KESK’ten toplu sözleşme öncesi sert mesaj: Siyasal iktidarın gölgesinde büyüyen sendikal yapılara karşı mücadelemizi Sözcü Gazetesi
SonTurkHaber.com, Sozcu kaynağından alınan verilere dayanarak açıklama yapıyor.
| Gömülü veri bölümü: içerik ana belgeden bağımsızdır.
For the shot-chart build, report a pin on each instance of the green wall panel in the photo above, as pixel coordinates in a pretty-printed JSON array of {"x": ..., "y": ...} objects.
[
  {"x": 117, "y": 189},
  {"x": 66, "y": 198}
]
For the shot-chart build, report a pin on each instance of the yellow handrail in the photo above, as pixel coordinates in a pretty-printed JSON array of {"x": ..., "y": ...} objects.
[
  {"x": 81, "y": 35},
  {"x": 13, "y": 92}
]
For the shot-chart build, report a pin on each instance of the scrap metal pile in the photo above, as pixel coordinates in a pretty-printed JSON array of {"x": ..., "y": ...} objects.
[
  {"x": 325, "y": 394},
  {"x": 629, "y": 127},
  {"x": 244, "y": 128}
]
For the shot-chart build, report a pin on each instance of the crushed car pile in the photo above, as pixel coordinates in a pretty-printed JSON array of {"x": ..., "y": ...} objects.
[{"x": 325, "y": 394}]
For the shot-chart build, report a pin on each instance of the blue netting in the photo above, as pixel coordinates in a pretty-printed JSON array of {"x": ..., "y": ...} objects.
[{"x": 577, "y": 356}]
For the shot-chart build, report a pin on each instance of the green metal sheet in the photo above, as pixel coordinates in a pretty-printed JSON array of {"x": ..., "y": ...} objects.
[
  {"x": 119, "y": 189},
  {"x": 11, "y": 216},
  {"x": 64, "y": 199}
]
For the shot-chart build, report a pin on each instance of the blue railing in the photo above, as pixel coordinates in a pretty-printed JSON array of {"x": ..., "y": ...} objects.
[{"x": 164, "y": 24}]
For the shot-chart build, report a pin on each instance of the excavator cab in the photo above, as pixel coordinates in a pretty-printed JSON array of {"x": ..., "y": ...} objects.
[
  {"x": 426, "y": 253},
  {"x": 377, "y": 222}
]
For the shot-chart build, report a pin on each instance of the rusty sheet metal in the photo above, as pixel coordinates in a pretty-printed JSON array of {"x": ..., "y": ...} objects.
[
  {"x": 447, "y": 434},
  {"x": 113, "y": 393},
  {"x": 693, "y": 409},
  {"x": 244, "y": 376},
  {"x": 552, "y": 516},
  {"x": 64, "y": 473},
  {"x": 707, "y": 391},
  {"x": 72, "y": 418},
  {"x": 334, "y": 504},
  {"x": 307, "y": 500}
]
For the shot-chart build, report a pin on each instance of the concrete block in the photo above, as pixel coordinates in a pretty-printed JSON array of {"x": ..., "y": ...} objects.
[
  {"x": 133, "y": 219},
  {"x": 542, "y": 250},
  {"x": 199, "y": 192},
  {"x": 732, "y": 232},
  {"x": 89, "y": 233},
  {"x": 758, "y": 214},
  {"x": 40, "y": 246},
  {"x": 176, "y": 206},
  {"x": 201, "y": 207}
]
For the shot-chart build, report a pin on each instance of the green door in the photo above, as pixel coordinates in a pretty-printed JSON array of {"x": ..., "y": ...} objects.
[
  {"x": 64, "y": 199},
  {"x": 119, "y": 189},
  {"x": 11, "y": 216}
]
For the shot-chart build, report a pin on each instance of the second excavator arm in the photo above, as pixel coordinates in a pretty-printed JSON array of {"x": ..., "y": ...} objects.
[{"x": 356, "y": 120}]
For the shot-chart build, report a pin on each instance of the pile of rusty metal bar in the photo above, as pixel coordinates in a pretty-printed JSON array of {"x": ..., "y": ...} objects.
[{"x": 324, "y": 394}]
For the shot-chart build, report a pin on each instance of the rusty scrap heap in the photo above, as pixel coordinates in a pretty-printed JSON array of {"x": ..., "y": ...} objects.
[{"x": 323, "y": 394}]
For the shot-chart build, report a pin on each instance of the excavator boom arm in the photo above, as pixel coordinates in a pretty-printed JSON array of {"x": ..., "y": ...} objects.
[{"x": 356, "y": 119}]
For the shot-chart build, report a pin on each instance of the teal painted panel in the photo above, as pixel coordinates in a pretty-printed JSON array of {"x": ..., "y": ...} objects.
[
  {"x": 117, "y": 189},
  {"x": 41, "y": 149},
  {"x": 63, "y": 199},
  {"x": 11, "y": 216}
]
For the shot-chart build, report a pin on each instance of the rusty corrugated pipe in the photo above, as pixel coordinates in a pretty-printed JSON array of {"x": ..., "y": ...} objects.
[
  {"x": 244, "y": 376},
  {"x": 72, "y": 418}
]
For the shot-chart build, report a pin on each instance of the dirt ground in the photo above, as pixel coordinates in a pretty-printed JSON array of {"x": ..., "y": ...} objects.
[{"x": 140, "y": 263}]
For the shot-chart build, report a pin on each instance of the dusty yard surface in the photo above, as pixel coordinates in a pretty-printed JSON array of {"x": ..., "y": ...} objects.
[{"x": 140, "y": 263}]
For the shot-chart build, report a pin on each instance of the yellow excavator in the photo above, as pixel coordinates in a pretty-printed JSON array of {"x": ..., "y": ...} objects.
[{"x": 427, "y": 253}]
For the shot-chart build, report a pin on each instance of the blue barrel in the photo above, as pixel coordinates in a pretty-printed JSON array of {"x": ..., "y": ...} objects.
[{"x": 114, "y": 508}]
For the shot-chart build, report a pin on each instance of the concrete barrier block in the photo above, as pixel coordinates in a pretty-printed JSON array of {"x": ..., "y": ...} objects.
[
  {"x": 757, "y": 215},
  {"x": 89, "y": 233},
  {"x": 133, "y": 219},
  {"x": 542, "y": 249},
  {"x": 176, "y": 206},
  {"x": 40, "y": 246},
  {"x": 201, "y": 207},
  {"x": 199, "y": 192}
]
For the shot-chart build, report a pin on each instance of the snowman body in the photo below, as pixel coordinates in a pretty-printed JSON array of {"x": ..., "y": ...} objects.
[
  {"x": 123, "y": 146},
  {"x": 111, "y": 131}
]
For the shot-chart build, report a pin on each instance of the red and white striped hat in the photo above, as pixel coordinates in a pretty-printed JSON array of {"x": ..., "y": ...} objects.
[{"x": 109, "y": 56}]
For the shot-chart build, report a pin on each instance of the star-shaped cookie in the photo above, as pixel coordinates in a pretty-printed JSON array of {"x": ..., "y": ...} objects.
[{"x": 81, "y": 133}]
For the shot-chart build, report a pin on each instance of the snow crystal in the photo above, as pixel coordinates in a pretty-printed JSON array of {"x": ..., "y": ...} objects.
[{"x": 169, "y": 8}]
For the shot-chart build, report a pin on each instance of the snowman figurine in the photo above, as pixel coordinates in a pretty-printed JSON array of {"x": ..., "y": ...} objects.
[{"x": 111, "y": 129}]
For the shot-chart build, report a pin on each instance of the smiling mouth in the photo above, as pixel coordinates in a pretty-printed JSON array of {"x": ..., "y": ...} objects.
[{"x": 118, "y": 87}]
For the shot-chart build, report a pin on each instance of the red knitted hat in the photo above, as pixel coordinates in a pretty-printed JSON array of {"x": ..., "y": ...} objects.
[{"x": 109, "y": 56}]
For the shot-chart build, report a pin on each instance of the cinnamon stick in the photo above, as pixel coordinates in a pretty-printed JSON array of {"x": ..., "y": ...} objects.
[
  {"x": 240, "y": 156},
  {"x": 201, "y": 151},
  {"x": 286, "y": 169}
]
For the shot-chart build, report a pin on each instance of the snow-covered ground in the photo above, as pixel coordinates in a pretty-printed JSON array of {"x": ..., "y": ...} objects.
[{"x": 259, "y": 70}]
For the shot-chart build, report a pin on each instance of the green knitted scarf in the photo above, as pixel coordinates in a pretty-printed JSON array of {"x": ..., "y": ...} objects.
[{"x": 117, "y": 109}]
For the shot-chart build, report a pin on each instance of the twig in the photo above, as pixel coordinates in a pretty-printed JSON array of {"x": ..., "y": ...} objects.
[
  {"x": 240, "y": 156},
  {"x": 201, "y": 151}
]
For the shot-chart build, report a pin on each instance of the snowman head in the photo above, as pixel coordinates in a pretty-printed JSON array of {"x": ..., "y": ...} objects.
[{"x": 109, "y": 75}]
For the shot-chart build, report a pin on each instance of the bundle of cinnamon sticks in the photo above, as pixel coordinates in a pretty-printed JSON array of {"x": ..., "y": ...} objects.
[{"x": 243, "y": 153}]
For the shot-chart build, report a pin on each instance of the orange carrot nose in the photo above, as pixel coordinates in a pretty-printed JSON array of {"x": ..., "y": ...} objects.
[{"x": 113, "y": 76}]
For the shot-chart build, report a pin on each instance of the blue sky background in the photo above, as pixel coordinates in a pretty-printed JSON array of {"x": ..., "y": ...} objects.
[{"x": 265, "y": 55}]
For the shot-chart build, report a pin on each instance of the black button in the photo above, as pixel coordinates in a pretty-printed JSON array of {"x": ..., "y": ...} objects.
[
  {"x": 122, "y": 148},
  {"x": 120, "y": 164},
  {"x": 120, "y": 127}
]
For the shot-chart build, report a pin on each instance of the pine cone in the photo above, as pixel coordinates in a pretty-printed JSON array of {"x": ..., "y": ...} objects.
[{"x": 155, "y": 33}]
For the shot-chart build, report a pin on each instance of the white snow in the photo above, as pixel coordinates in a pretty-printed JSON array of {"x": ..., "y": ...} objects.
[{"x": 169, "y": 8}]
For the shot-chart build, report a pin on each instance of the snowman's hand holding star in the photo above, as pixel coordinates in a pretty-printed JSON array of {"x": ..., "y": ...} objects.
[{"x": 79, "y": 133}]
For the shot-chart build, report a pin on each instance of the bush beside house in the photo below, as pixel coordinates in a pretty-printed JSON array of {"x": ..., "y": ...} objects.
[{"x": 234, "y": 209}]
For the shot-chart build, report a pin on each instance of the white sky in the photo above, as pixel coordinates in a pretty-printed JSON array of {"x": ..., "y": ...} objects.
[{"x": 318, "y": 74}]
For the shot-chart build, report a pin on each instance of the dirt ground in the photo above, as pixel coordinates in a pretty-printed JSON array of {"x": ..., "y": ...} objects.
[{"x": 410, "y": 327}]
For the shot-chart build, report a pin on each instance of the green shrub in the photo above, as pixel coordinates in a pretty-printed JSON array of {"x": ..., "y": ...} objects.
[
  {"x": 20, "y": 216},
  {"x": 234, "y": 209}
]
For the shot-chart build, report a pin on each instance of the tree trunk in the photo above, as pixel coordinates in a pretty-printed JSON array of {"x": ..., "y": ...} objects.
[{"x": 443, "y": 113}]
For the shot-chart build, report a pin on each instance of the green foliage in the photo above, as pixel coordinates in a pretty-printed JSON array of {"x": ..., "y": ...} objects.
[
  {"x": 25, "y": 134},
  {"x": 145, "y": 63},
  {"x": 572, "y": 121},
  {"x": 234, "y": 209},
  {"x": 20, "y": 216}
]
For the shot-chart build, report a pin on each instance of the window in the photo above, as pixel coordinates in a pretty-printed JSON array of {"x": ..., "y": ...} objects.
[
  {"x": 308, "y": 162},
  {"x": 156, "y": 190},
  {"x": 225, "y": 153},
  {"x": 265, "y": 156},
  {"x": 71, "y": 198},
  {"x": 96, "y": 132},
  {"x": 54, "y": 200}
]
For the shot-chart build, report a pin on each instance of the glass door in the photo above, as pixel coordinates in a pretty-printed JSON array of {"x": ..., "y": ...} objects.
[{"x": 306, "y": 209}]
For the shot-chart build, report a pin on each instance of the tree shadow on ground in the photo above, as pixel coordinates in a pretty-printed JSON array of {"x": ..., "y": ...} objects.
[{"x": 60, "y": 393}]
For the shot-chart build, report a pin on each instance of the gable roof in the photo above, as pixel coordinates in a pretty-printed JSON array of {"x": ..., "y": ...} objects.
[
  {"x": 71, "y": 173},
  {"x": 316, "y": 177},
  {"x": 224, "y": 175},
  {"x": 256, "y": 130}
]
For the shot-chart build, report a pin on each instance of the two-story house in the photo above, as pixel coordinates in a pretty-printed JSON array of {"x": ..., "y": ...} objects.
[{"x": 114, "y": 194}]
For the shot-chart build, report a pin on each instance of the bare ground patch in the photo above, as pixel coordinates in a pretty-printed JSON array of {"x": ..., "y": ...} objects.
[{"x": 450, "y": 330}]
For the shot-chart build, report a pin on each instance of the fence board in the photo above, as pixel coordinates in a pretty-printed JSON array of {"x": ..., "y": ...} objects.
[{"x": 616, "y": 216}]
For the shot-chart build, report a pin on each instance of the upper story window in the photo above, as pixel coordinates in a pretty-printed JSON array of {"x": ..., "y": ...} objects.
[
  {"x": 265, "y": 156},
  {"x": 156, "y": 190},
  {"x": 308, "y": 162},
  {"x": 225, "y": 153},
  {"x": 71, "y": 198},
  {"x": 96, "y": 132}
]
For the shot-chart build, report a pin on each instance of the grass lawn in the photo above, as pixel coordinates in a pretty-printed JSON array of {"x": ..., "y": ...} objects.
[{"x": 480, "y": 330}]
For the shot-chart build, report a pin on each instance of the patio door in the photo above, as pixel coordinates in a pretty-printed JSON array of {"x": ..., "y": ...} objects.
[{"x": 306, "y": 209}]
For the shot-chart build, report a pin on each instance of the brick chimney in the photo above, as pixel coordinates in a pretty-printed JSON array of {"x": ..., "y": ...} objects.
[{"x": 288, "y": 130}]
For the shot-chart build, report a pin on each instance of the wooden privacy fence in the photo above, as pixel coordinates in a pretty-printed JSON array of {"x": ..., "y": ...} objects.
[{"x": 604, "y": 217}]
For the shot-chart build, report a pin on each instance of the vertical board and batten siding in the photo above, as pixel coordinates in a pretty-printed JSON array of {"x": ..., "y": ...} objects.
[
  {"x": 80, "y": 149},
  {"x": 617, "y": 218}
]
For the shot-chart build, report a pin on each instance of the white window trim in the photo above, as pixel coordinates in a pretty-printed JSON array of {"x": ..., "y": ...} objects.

Kamu Emekçileri Sendikaları Konfederasyonu (KESK), 1 Ağustos Cuma günü başlayacak olan ve 2026-2027 yıllarını kapsayan 8’inci Dönem Toplu Sözleşmeye ilişkin taleplerini konfederasyon genel merkezinde açıkladı. Basın açıklamasını yapan KESK Eş Genel Başkanı Ahmet Karagöz, 30 ilde sahaya ineceklerini duyurarak, şunları söyledi:
"2026-2027 yıllarını kapsayan 8. Dönem Toplu İş Sözleşme (TİS) sürecine girerken, bizler Kamu Emekçileri Sendikaları Konfederasyonu (KESK) olarak bir kez daha ülkenin dört bir yanında, emeğin ve emekçinin haklarını savunmak için mücadelemizi büyütüyoruz. Bu kapsamda; Doğu ve Güneydoğu Anadolu, Karadeniz, Ege ve Marmara olmak üzere dört koldan, toplam 30 ilde sahaya ineceğiz, işyerlerinde örgütlü kamu emekçilerinin taleplerini doğrudan toplayacağız, illerdeki emek ve meslek örgütleriyle, demokratik kitle örgütleriyle bir araya gelerek TİS mücadelesinin zeminini birlikte güçlendireceğiz.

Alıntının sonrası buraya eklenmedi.